Motorists who get behind the wheel after a night of disturbed sleep could be posing as big a road safety risk as those that drive after no sleep at all, new research suggests.
The study saw a set of triplets asked to undertake various tasks while using a driving simulator at London's Transport Research Laboratory after experiencing three very different nights.
One of the 27-year-old brothers had enjoyed a full night of undisrupted sleep while another had not slept at all. The third sibling, meanwhile, had his sleep repeatedly interrupted by a crying robot baby.
During the 90-minute motorway simulation, the brothers were asked to stay in lane and maintain a constant speed of 60mph. They were also asked to flash their headlights every time they saw a red bar randomly appear over the road.

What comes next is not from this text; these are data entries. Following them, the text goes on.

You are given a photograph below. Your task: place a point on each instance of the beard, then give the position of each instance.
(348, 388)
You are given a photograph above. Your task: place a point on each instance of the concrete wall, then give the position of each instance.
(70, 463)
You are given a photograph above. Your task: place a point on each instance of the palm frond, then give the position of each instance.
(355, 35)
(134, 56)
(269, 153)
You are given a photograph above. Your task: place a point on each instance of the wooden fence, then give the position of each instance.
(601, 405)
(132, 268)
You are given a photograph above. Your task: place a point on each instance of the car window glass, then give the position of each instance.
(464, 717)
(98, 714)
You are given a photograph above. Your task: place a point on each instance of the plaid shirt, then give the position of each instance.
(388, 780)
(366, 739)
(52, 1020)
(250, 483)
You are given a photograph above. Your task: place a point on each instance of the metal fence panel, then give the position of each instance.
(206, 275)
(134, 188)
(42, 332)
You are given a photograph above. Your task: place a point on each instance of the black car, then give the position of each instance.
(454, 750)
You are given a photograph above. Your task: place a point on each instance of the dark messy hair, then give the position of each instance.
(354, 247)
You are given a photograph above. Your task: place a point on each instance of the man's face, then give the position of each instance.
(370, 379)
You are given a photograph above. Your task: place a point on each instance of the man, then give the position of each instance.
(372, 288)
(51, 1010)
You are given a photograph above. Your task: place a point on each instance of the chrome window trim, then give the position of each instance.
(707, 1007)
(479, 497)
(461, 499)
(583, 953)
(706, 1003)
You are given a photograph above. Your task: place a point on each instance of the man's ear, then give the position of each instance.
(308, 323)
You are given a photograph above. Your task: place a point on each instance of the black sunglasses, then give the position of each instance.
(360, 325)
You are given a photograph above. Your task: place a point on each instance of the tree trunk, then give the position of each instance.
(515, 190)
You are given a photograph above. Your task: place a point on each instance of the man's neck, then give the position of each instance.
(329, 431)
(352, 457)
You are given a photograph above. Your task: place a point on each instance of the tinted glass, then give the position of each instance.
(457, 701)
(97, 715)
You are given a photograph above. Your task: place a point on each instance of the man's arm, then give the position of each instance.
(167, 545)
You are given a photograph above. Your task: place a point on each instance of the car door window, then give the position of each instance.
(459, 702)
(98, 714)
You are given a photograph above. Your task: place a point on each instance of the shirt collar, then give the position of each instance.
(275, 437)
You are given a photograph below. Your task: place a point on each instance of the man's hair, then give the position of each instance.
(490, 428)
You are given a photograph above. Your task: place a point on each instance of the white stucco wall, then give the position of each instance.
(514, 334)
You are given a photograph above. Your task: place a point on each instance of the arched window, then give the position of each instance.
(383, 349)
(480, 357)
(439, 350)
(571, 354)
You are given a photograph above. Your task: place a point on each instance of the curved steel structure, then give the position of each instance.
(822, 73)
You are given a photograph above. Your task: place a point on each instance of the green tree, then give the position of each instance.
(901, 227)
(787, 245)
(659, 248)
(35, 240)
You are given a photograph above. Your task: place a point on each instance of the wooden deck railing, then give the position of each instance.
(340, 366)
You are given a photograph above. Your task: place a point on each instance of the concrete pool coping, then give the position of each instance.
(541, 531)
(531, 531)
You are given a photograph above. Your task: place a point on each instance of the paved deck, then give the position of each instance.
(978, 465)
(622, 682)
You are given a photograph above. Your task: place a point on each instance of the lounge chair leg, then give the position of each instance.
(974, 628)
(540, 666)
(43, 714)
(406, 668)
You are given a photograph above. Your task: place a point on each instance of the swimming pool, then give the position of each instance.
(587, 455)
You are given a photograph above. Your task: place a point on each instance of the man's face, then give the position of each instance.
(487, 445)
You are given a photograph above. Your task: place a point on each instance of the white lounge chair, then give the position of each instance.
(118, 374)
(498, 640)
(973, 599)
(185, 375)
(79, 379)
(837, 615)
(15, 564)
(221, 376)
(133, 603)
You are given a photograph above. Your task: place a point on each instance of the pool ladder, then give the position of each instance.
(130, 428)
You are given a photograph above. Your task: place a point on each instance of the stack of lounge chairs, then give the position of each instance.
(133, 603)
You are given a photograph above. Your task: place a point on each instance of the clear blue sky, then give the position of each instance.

Researchers found the man whose sleep was disrupted had the slowest reaction times and was the worst at keeping his speed constant. He also failed to acknowledge the red bar twice as many times as the brother who had not slept at all.
The triplet driving after no sleep, however, left his designated lane more than 180 times during the hour-and-a-half drive. He was also said to have mentally disengaged from the task 76 times, something researchers say was as bad as nodding off behind the wheel.
The brother who had enjoyed an undisturbed night's sleep, meanwhile, was the best at staying in lane and was the only one of the three who managed to keep his speed constant.
The research was commissioned by online bed seller Time4Sleep. Company director Jonathan Warren says he hopes the findings will encourage motorists to think twice before driving after a lack of sleep.
Official figures suggest that driver fatigue is a contributory factor in up to one in five road accidents.